A South Korean lawmaker has introduced proposed legislation aimed at creating a regulatory framework for cryptocurrencies, including the legalization of initial coin offerings (ICOs) and guidelines for stablecoin issuance. The initiative, announced by Lee Kang-il, a member of the ruling Democratic Party, seeks to lift the ban on ICOs that was established in 2017 amid a surge in speculative investments commonly referred to as the “ICO boom.” This ban has led many South Korean projects to pursue token launches outside the country. The new bill aims to replace this blanket prohibition with a system centered on transparency and disclosure.
The draft legislation categorizes the digital asset sector as a distinct industry, subdividing it into nine specific business categories, including trading, brokerage, custody, payments, and investment management. Companies engaged in trading and brokerage would be required to obtain licenses, while other activities would follow a registration process. A focus on stablecoins includes a specialized oversight framework, with issuers mandated to maintain a minimum capital reserve of 1 billion won (approximately $717,000) backed by short-term liquid assets. Additionally, stablecoin issuers must undergo internal audits on a monthly basis and external audits annually.
In a different context, Hong Kong-imposed regulations appear to be less accommodating towards firms exploring Bitcoin as a treasury asset. Local firms listed on the Hong Kong Stock Exchange are facing challenges in gaining regulatory acceptance compared to their U.S. counterparts, such as Strategy (formerly MicroStrategy) and Japan’s Metaplanet, both of which have successfully adopted Bitcoin treasury strategies. In a trend noted by finance outlet Caixin, companies experimenting with Bitcoin treasuries have seen mixed results and some skepticism, with concerns raised about using such strategies as mere public relations exercises or attempts to stabilize struggling balance sheets.
In Hong Kong, 12 entities hold Bitcoin, placing the region among the top five globally. Boyaa Interactive and early adopter Meitu have garnered attention as some of the largest publicly traded Bitcoin holders in Asia, although Meitu has since liquidated its crypto holdings. Despite certain successes, an anonymous source indicated that Hong Kong regulators remain cautious regarding crypto treasury initiatives. This attitude reflects the government’s broader disapproval of speculative activities in the wake of its Stablecoin Ordinance, which took effect on August 1. The Hong Kong Monetary Authority has issued warnings against companies engaging in speculative strategies related to stablecoins, although no formal statements have emerged regarding crypto treasury businesses.
Meanwhile, confusion has arisen in China concerning a report suggesting that Shenzhen’s Futian Investment Holdings, a state-owned entity, issued digital bonds worth 500 million yuan (approximately $70 million) on the Ethereum blockchain as part of a real-world asset program. Initial reports from major local media and subsequent coverage by crypto news outlets hinted at a significant development, but those announcements have been removed from the company’s website along with its social media accounts, leading to questions in the online community regarding the legitimacy of the issuance.

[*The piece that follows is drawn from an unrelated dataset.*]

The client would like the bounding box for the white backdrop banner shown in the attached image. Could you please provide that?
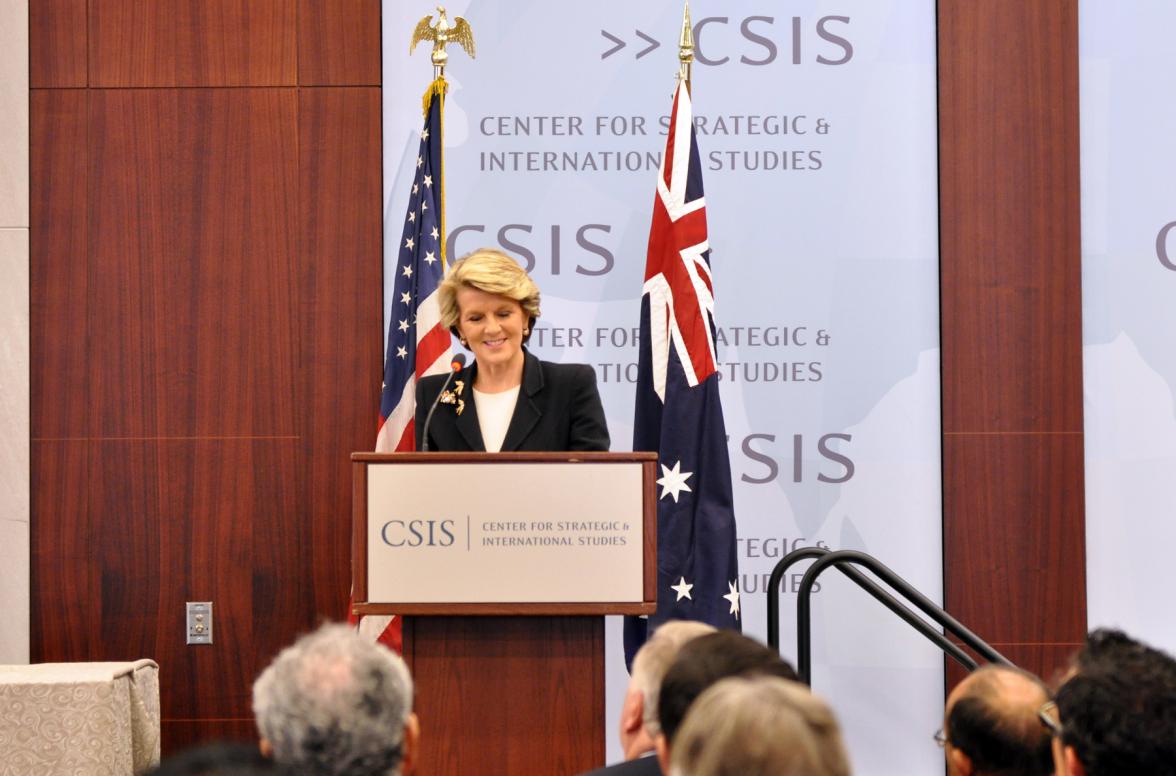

In Japan, the Financial Services Agency (FSA) has proposed to regulate cryptocurrencies under the existing Financial Instruments and Exchange Act (FIEA). This move is intended to extend protections traditionally afforded to securities to digital assets, responding to an increasing number of retail investors holding crypto. Currently, over 12 million crypto accounts in Japan collectively manage more than 5 trillion yen (roughly $33.7 billion). Under the proposed regulations, token issuers would be subject to disclosure requirements comparable to those for securities, covering areas such as governance and risk. For tokens lacking a clear issuer, like Bitcoin, the responsibility for disclosures would shift to the exchanges facilitating their trade. Exchanges would also need to comply with licensing and operational standards applicable to securities trading platforms.
By encompassing cryptocurrencies within the FIEA framework, the FSA aims to ensure fair market practices and bolster investor safeguards, although it clarifies that cryptocurrencies will not be classified as securities under the current legal framework, as they do not bestow legal entitlements or income potentials.